I set my boat across this mess and stroked for all I was worth, almost entirely on the windward side. I was ahead of Jim, so I couldn’t see him, but I couldn’t worry about that until I’d gotten out of the trap and could look around carefully.
Spray blew right across my boat. The wind was harder than anything we’d met since we poked our noses out around Umbrella Point and had decided to turn back.
As soon as I got beyond the mouth of Jockey Cove, the relatively gentle remnants of the prevailing wind returned the water to the coherent pattern we’d been riding. I spotted Jim. We worked toward each other.
We surfed around Sewall Point, really just surging on the foot-high chop. We could spare a glance then, at little lighted airplanes off to the east, and one small dot that looked like it was probably in orbit. We also saw one good shooting star.
Even though my seat was squishy and clammy from my adventure in the breakers, I was happy to drift there in the shelter of Sewall Point and look at the sky and the shore, and talk about subjects lofty and low. After a while, the chill got to us both and we headed for home.

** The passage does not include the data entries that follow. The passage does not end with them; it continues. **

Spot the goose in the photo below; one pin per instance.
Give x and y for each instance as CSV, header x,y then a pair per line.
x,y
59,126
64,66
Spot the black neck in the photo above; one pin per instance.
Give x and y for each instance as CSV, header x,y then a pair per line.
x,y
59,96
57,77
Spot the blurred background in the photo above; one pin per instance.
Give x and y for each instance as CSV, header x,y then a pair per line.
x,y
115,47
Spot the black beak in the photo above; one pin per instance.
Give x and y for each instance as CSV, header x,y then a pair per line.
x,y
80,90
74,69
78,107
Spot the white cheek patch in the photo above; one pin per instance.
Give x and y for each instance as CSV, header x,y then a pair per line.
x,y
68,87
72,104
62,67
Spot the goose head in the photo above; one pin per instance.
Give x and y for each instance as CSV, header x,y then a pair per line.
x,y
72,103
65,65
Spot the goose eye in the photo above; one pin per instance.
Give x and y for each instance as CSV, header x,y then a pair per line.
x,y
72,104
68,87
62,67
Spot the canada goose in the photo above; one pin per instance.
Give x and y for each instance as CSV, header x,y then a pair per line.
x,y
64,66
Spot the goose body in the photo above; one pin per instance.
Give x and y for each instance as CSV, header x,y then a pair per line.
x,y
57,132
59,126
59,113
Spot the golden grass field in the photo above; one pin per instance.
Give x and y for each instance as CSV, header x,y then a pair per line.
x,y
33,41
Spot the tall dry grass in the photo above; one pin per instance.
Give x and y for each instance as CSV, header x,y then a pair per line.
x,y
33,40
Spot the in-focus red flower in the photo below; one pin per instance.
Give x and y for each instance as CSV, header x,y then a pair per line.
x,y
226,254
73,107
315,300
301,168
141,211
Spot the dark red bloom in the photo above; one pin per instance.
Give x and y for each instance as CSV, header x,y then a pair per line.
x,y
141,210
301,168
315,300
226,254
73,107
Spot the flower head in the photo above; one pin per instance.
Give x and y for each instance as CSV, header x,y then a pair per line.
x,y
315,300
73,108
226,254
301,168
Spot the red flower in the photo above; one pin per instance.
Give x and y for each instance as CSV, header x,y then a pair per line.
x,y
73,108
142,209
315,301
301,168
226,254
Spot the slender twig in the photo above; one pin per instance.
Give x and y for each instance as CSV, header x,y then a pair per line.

For rough weather or night maneuvers, paddlers need to know their abilities are pretty close and that they can handle the worst that might happen on that occasion. Obviously you can’t prepare for something like a heart attack or a seizure, but a party of two had better be confident that under most circumstances one won’t have to rescue the other. That way, if things get a little hairy, like they did at Jockey Cove, each paddler can deal with conditions. If paddlers are roughly equal, both will feel like continuing or backing off at about the same time.
Night paddling is risky. With two it is riskier than with three or four. With one it’s not much riskier than with two, except that your death might not be witnessed. So I can’t suggest anybody go out and do it. But we did see some really cool stuff on this and many other night voyages. Make sure your gear is solid, your skills are up and your will is current. And if you don’t feel like taking a risk, don’t. It doesn’t need to be done.